Cuando estaba en primer semestre, la fotocopiadora de la facultad también servía como fotocopiadora de la clínica, así que los pacientes iban allí a sacar copia de sus documentos para los trámites con su respectiva EPS. Delante de mí, en la fila, estaba un señor de unos setenta y tantos años y, delante de él, una estudiante que luego supe estaba en octavo semestre. Una vez recibió sus fotocopias ella dio unos pasos para irse, pero el empleado de la fotocopiadora la llamó: “Espere, se le quedó el libro”, a lo que el anciano respondió: “Cómo será en el hospital. Deja la pinza dentro del paciente”. Si un médico toma un paquete de fotocopias y olvida el libro, quién sabe, también podría dejar a un paciente abierto e irse a dormir. Me imagino a aquel hombre preguntándole a cada uno de sus médicos si alguna vez ha salido en la mañana y dejado la cafetera prendida, y si alguno responde que sí, rompiendo la fórmula a la salida y pidiendo una cita con otro.

En segundo semestre, al final de una clase sobre los músculos del tórax, un profesor de anatomía dijo que aún estábamos jóvenes y a tiempo para estudiar lo que quisiéramos. Renegué en silencio. ¿Renunciar? Eso sería fracasar. Obstinada y en medio de la peor depresión de mi vida, estaba convencida de que cancelar el semestre sería darles la razón a esos profesores de bachillerato que parecían seguros de que la factorización era un gran indicador del éxito profesional, y que el puntaje del Icfes es directamente proporcional a la belleza de los hijos y el salario.

En tercer semestre, un grupo de estudiantes de otra universidad expuso los resultados de una encuesta en la que encontraron que un poco más del ochenta por ciento de los estudiantes de medicina habría preferido estudiar otra carrera. No sé por qué me sorprendió el hallazgo, tal vez porque la gripa que tenía hacía que mi atención fluctuara entre las diapositivas y mi rinorrea. Para ese momento ya tenía evidencia empírica que soportaba tal conclusión. Cuando estaba en preuniversitario, un completo desconocido que cursaba sexto semestre, amigo de una compañera, me confesó en el patio frente a la rectoría que, si pudiera, devolvería el tiempo y estudiaría otra carrera. Atónita le pregunté por qué. “La carrera y los pacientes son muy mal agradecidos”, respondió. Fungiendo de orientadora profesional, le sugerí que aún era tiempo de hacer lo que quería. Respondió que no tenía otras opciones. Tres años de repetir, memorizar y adular doctores le atrofian el cerebro a cualquiera.

En quinto semestre, en unas horas de receso en la cafetería, el tema salió al aire durante la crisis que produce perder un parcial tras otro de medicina interna. Éramos cinco compañeros en una mesa.
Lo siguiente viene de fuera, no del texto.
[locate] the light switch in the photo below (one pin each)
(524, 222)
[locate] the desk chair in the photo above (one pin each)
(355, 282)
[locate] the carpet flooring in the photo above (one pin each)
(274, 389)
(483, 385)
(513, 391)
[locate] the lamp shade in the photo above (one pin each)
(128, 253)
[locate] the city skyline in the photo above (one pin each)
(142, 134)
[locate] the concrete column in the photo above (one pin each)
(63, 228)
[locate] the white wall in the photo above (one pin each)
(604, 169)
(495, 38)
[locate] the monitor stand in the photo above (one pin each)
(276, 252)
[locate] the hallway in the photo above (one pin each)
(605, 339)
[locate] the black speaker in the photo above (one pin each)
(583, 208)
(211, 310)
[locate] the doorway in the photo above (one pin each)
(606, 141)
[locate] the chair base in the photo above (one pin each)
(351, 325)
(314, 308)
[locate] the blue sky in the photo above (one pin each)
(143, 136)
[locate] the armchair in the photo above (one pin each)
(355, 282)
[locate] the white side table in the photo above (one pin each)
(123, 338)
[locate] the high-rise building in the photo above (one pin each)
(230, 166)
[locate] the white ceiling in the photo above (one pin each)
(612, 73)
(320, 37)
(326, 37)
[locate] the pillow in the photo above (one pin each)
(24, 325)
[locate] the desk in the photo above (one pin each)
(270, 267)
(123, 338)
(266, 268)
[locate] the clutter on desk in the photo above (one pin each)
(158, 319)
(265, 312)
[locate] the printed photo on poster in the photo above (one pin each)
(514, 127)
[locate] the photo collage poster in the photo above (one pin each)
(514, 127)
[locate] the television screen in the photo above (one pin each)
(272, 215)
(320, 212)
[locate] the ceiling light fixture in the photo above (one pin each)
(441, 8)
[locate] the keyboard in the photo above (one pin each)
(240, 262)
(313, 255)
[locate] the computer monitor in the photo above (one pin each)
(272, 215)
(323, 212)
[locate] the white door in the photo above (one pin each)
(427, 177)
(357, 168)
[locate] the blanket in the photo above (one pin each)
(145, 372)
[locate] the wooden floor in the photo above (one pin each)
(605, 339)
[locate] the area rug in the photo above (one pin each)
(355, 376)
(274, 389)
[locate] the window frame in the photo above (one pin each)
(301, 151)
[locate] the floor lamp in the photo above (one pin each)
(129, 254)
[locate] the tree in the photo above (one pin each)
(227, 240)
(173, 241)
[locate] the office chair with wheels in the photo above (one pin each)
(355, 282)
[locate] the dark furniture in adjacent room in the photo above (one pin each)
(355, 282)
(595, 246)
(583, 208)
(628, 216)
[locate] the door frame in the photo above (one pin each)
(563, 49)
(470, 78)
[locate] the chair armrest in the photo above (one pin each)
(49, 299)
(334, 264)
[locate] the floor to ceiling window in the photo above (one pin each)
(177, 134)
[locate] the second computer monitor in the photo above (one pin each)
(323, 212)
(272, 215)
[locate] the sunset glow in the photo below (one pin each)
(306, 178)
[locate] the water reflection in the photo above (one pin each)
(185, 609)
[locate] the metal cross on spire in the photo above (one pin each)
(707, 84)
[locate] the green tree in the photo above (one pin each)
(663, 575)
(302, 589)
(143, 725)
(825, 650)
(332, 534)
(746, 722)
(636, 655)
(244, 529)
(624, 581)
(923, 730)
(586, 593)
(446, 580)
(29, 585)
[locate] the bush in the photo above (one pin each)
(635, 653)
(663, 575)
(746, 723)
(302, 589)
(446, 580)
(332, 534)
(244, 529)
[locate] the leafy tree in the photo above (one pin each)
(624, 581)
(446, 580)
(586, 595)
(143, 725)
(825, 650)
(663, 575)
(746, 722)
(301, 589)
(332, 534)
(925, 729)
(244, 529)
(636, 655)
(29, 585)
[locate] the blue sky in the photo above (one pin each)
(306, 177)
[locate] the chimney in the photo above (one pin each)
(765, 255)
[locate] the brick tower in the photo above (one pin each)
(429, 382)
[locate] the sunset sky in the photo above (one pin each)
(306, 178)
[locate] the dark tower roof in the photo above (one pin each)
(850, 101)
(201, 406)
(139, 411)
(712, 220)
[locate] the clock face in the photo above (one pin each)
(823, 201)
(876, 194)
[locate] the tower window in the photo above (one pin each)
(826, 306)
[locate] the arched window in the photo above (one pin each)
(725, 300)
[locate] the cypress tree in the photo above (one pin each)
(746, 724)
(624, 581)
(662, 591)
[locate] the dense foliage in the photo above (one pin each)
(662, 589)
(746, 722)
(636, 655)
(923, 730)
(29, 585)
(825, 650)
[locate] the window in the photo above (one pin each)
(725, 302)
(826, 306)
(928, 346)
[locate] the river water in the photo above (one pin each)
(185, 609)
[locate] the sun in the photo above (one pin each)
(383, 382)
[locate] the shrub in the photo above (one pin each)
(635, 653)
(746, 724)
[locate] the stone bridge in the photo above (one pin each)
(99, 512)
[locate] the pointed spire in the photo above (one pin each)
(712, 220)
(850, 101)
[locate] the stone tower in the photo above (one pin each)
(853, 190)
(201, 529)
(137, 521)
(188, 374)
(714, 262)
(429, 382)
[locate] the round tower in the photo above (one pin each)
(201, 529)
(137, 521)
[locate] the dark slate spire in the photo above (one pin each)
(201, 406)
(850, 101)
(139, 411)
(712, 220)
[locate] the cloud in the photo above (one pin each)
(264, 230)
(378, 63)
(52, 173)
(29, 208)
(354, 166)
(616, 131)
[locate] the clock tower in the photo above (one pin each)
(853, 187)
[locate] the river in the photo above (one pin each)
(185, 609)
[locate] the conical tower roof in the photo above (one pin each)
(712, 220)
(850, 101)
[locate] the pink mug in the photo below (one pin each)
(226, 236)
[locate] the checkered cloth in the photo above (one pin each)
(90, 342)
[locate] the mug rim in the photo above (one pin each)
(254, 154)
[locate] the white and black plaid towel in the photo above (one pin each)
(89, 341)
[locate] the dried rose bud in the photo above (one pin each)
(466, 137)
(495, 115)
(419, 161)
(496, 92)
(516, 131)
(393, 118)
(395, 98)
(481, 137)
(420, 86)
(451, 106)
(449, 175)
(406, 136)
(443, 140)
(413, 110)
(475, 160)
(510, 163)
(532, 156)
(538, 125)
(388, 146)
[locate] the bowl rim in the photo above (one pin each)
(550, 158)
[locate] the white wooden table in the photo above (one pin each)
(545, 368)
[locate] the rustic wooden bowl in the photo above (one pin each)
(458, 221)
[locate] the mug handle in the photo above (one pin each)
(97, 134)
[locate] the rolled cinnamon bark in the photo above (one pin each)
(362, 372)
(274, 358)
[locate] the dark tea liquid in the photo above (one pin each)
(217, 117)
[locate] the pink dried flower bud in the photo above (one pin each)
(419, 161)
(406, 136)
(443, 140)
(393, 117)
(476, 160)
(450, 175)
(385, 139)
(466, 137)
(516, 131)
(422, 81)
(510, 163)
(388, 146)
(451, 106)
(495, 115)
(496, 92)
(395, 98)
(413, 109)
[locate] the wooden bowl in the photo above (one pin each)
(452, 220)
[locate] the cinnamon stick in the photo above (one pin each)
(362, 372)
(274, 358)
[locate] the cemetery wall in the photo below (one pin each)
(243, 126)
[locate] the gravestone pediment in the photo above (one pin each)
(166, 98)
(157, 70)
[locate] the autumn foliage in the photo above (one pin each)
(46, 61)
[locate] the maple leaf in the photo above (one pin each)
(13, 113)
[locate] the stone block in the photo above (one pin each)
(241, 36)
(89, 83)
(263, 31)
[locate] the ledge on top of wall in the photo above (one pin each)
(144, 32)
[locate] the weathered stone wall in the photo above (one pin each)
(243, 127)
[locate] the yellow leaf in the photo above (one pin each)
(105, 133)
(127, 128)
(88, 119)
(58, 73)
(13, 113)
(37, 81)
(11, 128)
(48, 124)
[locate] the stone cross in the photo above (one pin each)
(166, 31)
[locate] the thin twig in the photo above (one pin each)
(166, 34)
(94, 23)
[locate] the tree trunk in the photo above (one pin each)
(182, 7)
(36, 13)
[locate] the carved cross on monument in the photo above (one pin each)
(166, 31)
La que ostentaba el mejor promedio del salón, fungía de monitora del semestre y nunca había perdido un parcial de medicina interna, confesó que si pudiera devolver el tiempo estudiaría otra cosa. Si eso lo decía la que discutía en las rotaciones cuando alguien sacaba una nota más alta que la suya, ¿qué podíamos esperar los demás mortales? Todos asentimos con la mirada baja pero nadie dijo nada. Tal vez mis compañeros creían, como yo, que ya era tarde y habíamos sido muy cobardes para hacer algo a tiempo.

En su primera clase, uno que otro doctor daba el mismo discurso lastimero del tipo “aún están a tiempo de tomar consciencia”, como si fuera un chiste, pero a mí me producía pánico. Pensaba en un secuestrado a quien le apuntan con una pistola mientras trata de hacerle señas a la patrulla que pasa por el lado.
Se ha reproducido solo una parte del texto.